Philippe Bohn, DG d'Air Sénégal :

Nommé Directeur général d'Air Sénégal en août 2017 par le Président Macky Sall, le Français Philippe Bohn fait ici un point d'étape sur le développement de la compagnie aérienne nationale. Celle-ci ouvre une dizaine de destinations et va lancer dans un mois la ligne Dakar-Paris. La stratégie de la compagnie, explique-t-il, s'inscrit dans le cadre du Plan Sénégal Emergent.

Propos recueillis à Dakar par Bruno FANUCCHI

Quand vous avez été approché par le président Macky Sall en personne pour prendre la tête d'Air Sénégal, avez-vous pensé d'emblée à relever ce nouveau défi ?

Philippe Bohn :

Bien sûr ! Quand le président Macky Sall a souhaité faire appel à mes compétences, j'étais alors Senior Vice-Président du Groupe Airbus en charge du business développement pour l'ensemble du groupe, après avoir été patron de l'Afrique chez EADS (aujourd’hui Airbus Group). Je suis venu à Dakar parce que je suis attaché, bien sûr, à ce pays qui a – et je pèse mes mots – un grand chef d'Etat, un grand leader qui emmène de façon très dynamique le Sénégal sur les voies d'une émergence économique réelle, assise sur des projets concrets. J'ai donc été extrêmement honoré de la demande qui m'a été faite et, comme je suis plutôt un homme d'engagement, j'ai trouvé passionnant de participer à cette aventure industrielle.

Quel premier bilan d'étape au bout de quinze mois ?

C'est une aventure passionnante et collective. Avec un managment qui vient d’un autre pays, ce qui dans notre industrie est tout à fait habituel et naturel.
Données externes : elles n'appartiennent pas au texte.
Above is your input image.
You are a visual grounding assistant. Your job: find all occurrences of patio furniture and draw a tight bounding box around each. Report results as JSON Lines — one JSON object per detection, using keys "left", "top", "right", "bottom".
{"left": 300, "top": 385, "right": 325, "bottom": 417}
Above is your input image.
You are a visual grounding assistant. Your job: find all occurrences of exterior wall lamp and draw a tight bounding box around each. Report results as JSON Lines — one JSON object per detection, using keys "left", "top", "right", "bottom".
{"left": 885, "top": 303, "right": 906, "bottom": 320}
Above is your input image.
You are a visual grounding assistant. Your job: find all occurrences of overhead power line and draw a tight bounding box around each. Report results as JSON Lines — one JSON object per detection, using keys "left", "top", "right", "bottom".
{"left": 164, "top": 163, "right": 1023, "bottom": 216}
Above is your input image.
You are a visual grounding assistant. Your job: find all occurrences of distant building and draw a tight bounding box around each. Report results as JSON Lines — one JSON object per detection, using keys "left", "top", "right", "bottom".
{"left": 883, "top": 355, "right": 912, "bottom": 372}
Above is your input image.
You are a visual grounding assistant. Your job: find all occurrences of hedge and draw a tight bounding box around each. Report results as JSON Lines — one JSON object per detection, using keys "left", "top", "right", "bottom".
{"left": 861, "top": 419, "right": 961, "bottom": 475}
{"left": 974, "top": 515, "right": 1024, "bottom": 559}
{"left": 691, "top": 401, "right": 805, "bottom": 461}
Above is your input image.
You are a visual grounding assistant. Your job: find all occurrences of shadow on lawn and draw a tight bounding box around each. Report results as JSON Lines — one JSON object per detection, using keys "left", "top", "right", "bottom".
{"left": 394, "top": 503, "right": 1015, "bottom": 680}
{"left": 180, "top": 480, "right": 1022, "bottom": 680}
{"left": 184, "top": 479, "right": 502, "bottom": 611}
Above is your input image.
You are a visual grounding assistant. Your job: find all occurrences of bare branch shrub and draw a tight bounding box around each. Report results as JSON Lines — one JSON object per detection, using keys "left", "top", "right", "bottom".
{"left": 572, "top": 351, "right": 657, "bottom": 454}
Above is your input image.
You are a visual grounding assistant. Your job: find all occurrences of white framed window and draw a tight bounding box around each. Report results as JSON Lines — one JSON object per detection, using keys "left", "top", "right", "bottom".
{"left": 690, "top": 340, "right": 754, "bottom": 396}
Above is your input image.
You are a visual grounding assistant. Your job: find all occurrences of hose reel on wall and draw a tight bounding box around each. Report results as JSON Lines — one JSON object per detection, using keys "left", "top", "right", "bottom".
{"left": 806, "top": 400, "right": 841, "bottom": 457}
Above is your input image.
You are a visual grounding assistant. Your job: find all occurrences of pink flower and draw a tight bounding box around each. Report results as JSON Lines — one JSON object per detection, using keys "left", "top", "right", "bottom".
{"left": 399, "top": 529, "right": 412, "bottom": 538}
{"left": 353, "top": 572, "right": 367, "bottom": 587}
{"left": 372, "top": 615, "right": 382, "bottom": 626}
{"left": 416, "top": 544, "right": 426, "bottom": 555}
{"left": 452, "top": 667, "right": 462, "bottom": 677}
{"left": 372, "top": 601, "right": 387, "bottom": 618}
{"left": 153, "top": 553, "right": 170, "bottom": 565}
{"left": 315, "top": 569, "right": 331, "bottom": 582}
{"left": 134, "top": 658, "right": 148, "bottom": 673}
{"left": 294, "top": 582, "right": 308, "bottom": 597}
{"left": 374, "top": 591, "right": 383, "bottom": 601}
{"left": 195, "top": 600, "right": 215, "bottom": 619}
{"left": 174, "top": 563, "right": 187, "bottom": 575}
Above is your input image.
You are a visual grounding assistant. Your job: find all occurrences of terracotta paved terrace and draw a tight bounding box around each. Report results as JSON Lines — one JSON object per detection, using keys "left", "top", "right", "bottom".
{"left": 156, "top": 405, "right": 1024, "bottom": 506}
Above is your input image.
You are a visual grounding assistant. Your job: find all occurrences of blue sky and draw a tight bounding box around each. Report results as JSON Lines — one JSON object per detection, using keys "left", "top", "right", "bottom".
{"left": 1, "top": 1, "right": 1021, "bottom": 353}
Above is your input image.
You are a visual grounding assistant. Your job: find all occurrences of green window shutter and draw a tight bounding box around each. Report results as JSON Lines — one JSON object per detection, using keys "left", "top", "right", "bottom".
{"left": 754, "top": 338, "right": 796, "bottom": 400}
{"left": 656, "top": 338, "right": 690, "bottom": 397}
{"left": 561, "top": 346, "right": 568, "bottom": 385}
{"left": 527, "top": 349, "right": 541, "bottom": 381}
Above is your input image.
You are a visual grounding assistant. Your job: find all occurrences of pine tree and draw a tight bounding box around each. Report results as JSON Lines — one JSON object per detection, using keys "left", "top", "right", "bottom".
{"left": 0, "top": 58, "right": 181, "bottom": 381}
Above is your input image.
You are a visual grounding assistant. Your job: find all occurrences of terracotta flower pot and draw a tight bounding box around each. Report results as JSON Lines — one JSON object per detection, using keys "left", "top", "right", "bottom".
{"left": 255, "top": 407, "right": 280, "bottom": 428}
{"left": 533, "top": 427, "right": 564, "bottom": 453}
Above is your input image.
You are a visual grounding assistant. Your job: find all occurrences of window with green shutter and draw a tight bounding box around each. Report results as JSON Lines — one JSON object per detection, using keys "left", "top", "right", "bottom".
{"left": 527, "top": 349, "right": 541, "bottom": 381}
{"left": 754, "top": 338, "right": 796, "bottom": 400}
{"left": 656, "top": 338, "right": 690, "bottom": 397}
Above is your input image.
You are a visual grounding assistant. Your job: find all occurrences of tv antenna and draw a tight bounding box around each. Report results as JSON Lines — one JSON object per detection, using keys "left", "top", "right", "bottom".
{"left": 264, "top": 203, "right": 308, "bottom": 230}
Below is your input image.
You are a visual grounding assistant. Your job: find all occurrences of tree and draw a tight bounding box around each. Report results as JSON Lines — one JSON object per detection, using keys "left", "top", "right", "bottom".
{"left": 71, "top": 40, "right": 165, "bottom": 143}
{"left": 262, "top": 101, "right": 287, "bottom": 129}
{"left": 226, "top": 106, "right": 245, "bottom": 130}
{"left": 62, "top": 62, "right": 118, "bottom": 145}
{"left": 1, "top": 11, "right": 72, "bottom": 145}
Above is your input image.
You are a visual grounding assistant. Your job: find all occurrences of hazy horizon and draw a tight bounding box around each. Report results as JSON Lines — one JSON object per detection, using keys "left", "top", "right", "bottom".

Le patron d'Emirates, Tim Clark, n'est pas émirati, mais c’est un grand patron emblématique, le patron d'Air Côte d'Ivoire, René Décurey, est Suisse, et celui d'Air France, Benjamin Smith, est Canadien. Pour Air Sénégal, c'est donc un Français, mais c'est un Français qui est avant tout Sénégalais de cœur. En quinze mois, on a fait émerger l'entreprise puisque l'on a d'abord obtenu un PEA, permis d'exploitation aérienne qui nous fait exister techniquement en qualité de compagnie aérienne au niveau international.

Nous avons aujourd'hui quatre avions opérationnels : deux ATR et deux Airbus 319, ainsi que deux Airbus 330 néos qui ont été achetés et dont le chef de l'Etat a pu visiter récemment la ligne d'assemblage à Toulouse. Le premier des deux est d'ailleurs en phase finale d'assemblage dans les usines d'Airbus pour une livraison prévue en février 2019.

C'est donc un beau challenge, mais on dit que vous êtes l'homme des missions impossibles ?

On dit en effet que c'est une de mes spécialités, mais je tiens d'abord à rendre hommage à toutes les équipes d'Air Sénégal. En quinze mois, nos équipes - et je dis bien nos équipes car c'est véritablement une aventure collective – ont réussi à tenir un rythme soutenu de mise en place, ce qui est assez indédit. Car je vous rappelle que les deux ATR sont des acquisitions et qu'il a donc fallu finaliser les financements, processus qui avait d'ailleurs été initié dans la phase projet avant que je n'arrive, puis s'assurer des livraisons. Sans oublier les deux « 319 » qui sont en leasing bien sûr, et les deux « 330 » dont on a fait l'acquisition. En réalité, ce sont quatre « 330 » : deux commandes fermes et deux options, dont on n'a pas encore décidé de ce que nous en ferions. Mais nous avons réservé la possibilité de confirmer ces deux avions supplémentaires, selon le souhait de l'actionnaire. Car le vrai patron d'une entreprise, c'est l'actionnaire. Aujourd'hui, l'actionnaire, c'est l'Etat sénégalais au travers de la Caisse des Dépôts et Consignations. Air Sénégal est un projet industriel traduisant l'ambition pour le développement du pays et son émergence économique.

"Nous avons pour ambition

d'être en première division !"

De quelle manière le lancement d'Air Sénégal s'inscrit-il dans la stratégie de l'émergence économique du pays ?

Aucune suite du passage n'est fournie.